To determine whether the current Airedale Anticoagulant Risk Score (AARS) protocol is applied to all patients and its effectiveness in producing a therapeutic INR

Objectives

To determine whether clotting screen/INR done prior to warfarin initiation

To determine whether predicted dose according to AARS is;

i)used fully,

ii)used but not complied (risk score used, clinical assessment of patient dose changed)

iii)not used at all.

To find out time taken until two INR’s in range using AARS compared to pharmacists own dosing

Find out any INR’s <1.5 or more than 4 within first week of therapy

Audit Standards

There are various recognised protocols e.g. fennerty et al; each with its own advantages and limitations. The audit will review the adherence to the AARS protocol and determine any of this protocols limitations.

Method

In order to fulfil the aims and objectives of the audit, the research design included all patients started on warfarin between 1st august 2009 and 31st January 2010. The current AARS protocol was developed in 2008. This study will examine if the protocol is complied with and if it is effective in providing efficient and safe anticoagulation. The time period of August to January was used to ensured that the current version of AARS was used. As it is a relatively long period of time it is possible a number of pharmacists could of initiated the warfarin and therefore reduce bias. It had also been nearly one year since the new version was amended therefore audit was due.

This audit was approved by the clinical effectiveness audit committe at Airedale NHS Foundation Trust in order to carry out the study.

Since the final data will consisted of quantitative data, the ideal method of collection was a data collection form. Closed questions made up most of the data collection form to make both collecting and analysing the data simpler.

The patients were identified using DAWN; an anticoagulant programme by producing a list of patients initiated within these six months. A list of 250 patients were generated from DAWN detailing patient name, date of birth, hospital number and use of warfarin. A sample of fifty patients was then selected from the resulting list. Fifty patients were chosen to ensure that enough data was collected to allow analysis.

The data was sampled by using the every fifth patient on the alphabetical list. Using every fifth patient would give a random sample. If there was a patient who was on the list but met the exclusion criteria, the next name on list was selected; if a record was missing then again the next patient will be selected.

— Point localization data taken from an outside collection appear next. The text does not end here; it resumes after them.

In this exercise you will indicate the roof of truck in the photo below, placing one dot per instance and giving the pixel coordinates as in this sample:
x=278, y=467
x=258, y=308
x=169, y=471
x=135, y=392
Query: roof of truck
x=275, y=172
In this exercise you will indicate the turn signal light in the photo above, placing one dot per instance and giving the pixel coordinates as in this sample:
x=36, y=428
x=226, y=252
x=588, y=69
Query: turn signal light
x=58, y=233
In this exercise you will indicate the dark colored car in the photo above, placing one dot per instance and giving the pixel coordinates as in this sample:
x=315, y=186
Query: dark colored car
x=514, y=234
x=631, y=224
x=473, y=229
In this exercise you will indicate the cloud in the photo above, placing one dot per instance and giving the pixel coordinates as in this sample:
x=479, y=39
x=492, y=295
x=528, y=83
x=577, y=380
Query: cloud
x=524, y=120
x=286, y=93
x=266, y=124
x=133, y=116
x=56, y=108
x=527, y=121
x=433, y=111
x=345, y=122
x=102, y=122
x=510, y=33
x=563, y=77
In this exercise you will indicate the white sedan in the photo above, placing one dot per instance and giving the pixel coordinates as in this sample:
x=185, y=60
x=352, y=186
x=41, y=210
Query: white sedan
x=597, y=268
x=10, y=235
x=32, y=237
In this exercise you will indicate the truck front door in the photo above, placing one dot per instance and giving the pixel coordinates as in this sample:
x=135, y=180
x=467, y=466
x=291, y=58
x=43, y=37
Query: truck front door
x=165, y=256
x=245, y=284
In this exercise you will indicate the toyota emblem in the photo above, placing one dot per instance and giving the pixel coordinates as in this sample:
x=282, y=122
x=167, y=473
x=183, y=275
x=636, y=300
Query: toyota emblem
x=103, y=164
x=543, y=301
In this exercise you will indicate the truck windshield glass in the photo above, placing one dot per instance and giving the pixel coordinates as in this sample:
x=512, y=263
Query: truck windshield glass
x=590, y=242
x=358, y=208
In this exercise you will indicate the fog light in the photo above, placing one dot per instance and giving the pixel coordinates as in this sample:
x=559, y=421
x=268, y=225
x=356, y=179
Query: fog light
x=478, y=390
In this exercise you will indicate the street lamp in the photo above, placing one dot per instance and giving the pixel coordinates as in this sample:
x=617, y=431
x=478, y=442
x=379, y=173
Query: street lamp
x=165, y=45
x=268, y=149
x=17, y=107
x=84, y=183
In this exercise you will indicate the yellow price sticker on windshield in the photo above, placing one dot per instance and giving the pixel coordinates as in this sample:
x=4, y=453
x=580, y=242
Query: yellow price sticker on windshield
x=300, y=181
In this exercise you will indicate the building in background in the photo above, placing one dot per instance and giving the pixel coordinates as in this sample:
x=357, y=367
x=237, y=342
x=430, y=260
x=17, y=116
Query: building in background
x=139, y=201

The main outcomes measured were; if AARS protocol was complied, time taken for first INR to reach range and time taken to reach stability , secondary outcomes were very high or low INRs within first week,

Therapeutic INR will be defined as between 2-3 in this study, all the patients in this study had target range between 2-3. A minimum of two consecutive therapeutic INR measurements was denoted stable anticoagulation. Many literature sources defined stable as consecutive as two INR measurements in range.

If the INRis not stable for a 3 months or more,

The inclusion criteria was all patients started on warfarin from 1st august to 31st January. It included all patients started in hospital and referrals from GP’s.

The exclusion criteria were patients:

Anticoagualted by other than warfarin,

Who restarted warfarin after an operation

Patients who were initiated elsewhere but transferred to Airedale.

Microsoft Excel 2007 will be used for analysis of the results.

Results:

A thorough literatures search for applicable protocols produced four publications. These publications were analysed and compared with each other as well as the AARS protocol:

Table 1: Protocols

Author

Starting dose

Days for INR testing

Average time to reach stability

Advantages

Disadvantages

Fennerty

10mg/day

Days 1,2,3,4

4 days

Rapid stabilisation

Many high INRs

Daily monitoring required

Tait & Sefcick

5mg/day

Days 5,8,15

8 days

Safer than Fennerty

Accurate prediction of maintenance dose

First 4 days at 5mg/day could be dangerous

Pengo

5mg/day

Day 5

Safer than Fennerty

Accurate prediction of maintenance dose

First 4 days at 5mg/day could be dangerous

Oates et al

2mg/day

Days 8,15

6 weeks

(43 days)

Safer than previous

Accurate prediction of maintenance dose

Prediction took sex of patient into consideration

No dose change for 2 weeks

Time to reach stability 6 weeks

Janes et al

3mg/day

Days 8,15

Day 15: 86%

Day 22: 98%

Fewer episodes of high INRs, no reports of bleeding complications

Safe for elderly

No guidance on dosing for Day 15 if INR <1.4 in Day 8

AARS

Booth

Dependent on risk score

Baseline

Days 2 or 3, ab

Prediction took various aspects into consideration

Useful for initiation only, no guidance on maintainance

Demographics of participants:

There were 30 males and 20 females. The ages ranged from 40’s to 80’s with a median age in the 70’s.

Description of Sample Group:

Thirty patients who were started on warfarin were for AF, seven patient for DVT, whilst six patients for PE and seven patients in the others category.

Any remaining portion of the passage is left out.